Almost all government entitlement spending programs are either directly or indirectly indexed to inflation, from pensions and the SNAP program to components of Medicaid and Medicare reimbursements. Combined, the COLAs will add approximately $250 billion to federal deficit spending this year—more than 1 percent of disposable income. At the same time, key provisions of the personal income tax system, including income tax brackets, are indexed to CPI inflation, supporting real take-home wages and salaries. These positive supports for disposable personal income and real purchasing power have been partially offset by the expiration of some fiscal payments tied to the pandemic emergency, such as enhanced SNAP benefits and the expanded child tax credit.

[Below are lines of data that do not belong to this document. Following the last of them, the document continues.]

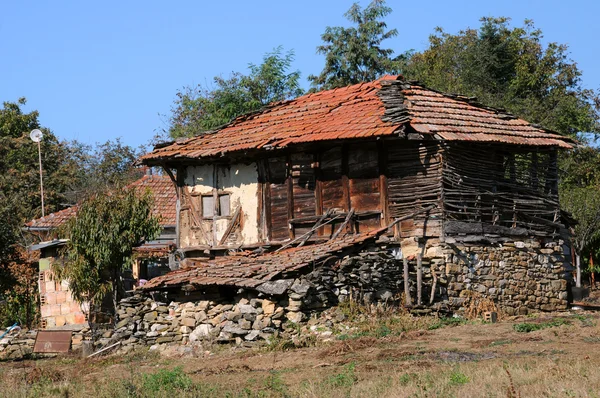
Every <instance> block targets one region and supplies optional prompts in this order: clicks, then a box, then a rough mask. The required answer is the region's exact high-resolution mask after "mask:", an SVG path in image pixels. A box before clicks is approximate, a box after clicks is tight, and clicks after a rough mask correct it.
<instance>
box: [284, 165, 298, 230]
mask: <svg viewBox="0 0 600 398" xmlns="http://www.w3.org/2000/svg"><path fill="white" fill-rule="evenodd" d="M286 161H287V180H286V183H287V190H288V192H287V193H288V197H287V199H288V228H289V233H290V235H289V236H290V239H294V237H295V236H296V234H295V232H296V231H295V230H294V226H293V225H292V224H291V223H290V220H291V219H292V218H294V179H293V177H292V157H291V155H288V156H287V158H286Z"/></svg>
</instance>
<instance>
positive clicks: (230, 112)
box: [167, 46, 303, 138]
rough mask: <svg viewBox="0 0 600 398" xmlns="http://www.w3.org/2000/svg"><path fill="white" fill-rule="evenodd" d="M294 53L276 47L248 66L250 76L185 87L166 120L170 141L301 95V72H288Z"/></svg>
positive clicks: (186, 136)
mask: <svg viewBox="0 0 600 398" xmlns="http://www.w3.org/2000/svg"><path fill="white" fill-rule="evenodd" d="M293 60H294V52H293V51H288V52H286V53H285V54H284V53H283V49H282V47H281V46H280V47H277V48H276V49H274V50H273V51H272V52H270V53H267V54H265V55H264V57H263V62H262V63H261V64H260V65H254V64H249V66H248V68H249V71H250V73H249V74H248V75H243V74H241V73H239V72H234V73H232V74H231V75H230V76H229V78H227V79H226V78H223V77H220V76H217V77H215V78H214V79H213V83H214V87H213V88H208V87H204V86H201V85H199V86H196V87H189V86H188V87H184V88H183V90H180V91H179V92H177V94H176V99H175V102H174V104H173V106H172V108H171V115H170V117H169V128H168V131H167V133H168V135H169V136H170V137H171V138H179V137H192V136H195V135H198V134H202V133H203V132H205V131H207V130H212V129H215V128H217V127H220V126H223V125H224V124H226V123H229V122H230V121H231V120H233V119H234V118H235V117H237V116H240V115H242V114H245V113H249V112H254V111H257V110H259V109H261V108H262V107H264V106H265V105H268V104H269V103H271V102H275V101H283V100H287V99H291V98H295V97H297V96H298V95H301V94H302V93H303V91H302V89H301V88H300V83H299V81H300V72H299V71H290V68H291V66H292V62H293Z"/></svg>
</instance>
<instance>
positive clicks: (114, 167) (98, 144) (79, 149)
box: [66, 138, 146, 204]
mask: <svg viewBox="0 0 600 398" xmlns="http://www.w3.org/2000/svg"><path fill="white" fill-rule="evenodd" d="M68 145H69V149H70V153H71V157H72V158H73V159H74V160H75V162H76V163H77V164H78V166H79V173H78V174H77V178H76V180H74V181H73V182H72V184H71V187H70V189H69V191H68V192H66V196H67V198H68V201H69V202H70V203H71V204H75V203H79V202H81V201H82V200H83V199H85V198H86V197H88V196H90V195H93V194H95V193H97V192H102V191H105V190H107V189H110V188H112V187H118V186H125V185H127V184H129V183H131V182H133V181H135V180H137V179H138V178H140V177H141V176H142V175H143V173H144V171H143V170H142V169H140V168H136V167H134V162H135V160H136V159H137V158H138V157H140V156H141V155H143V154H144V153H145V152H146V149H145V147H143V146H140V147H138V148H133V147H131V146H129V145H125V144H124V143H123V142H122V140H121V138H117V139H115V140H114V141H113V140H108V141H106V142H104V143H96V145H95V146H90V145H86V144H83V143H81V142H78V141H71V142H69V144H68Z"/></svg>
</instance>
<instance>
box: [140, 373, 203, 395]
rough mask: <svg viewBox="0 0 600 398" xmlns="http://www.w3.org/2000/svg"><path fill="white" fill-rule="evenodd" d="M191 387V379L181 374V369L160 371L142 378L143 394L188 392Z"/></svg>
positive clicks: (143, 376) (149, 374)
mask: <svg viewBox="0 0 600 398" xmlns="http://www.w3.org/2000/svg"><path fill="white" fill-rule="evenodd" d="M192 387H193V382H192V379H190V377H189V376H188V375H186V374H185V373H184V372H183V369H182V368H181V367H176V368H175V369H173V370H167V369H161V370H159V371H158V372H156V373H150V374H145V375H143V378H142V390H143V391H144V393H158V392H166V393H176V392H178V391H187V390H190V389H191V388H192Z"/></svg>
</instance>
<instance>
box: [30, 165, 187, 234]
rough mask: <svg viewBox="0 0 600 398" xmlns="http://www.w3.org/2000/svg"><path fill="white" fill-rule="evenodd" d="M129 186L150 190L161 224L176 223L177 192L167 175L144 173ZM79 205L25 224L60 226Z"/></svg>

A moratorium on federal student loans that was initiated by the CARES Act in March 2020 and extended several times by presidential executive order is due to expire at the end of August, requiring borrowers to begin servicing their student debt beginning in September. Currently, total student debt outstanding is $1.1 trillion and the moratorium has saved roughly twenty million borrowers an average of around $250 per month, and is costing the federal government approximately $5 billion per month. (Separately, Biden’s executive order to forgive an estimated $500 billion in student loans was recently found unconstitutional by the Supreme Court.) The Biden administration has announced that it will be rolling out new initiatives to forgive some student loans and subsidize borrowers. 

The resumption of student debt repayments later this year will have a sizable impact on borrowers, reducing their disposable income available to purchase other goods and services, but in the aggregate, this will involve a relatively minor offset to the fiscal stimulus provided by the IIJA, CHIPS Act, and IRA.


The IIJA, CHIPS Act, and IRA are fiscal legislation that is stimulating significant increases in government and private sector investment and thus boosting GDP, but this is not captured by standard fiscal policy measures based on the relatively stable deficit/GDP ratio. Spending for these sizable programs has been authorized for up to ten years. Their stimulus runs counter to the Fed’s rate increases aimed at slowing aggregate demand and lowering inflation. The Fed needs to build a more comprehensive understanding of the economic effects of fiscal policy beyond estimations based on mainstream deficit/GDP models.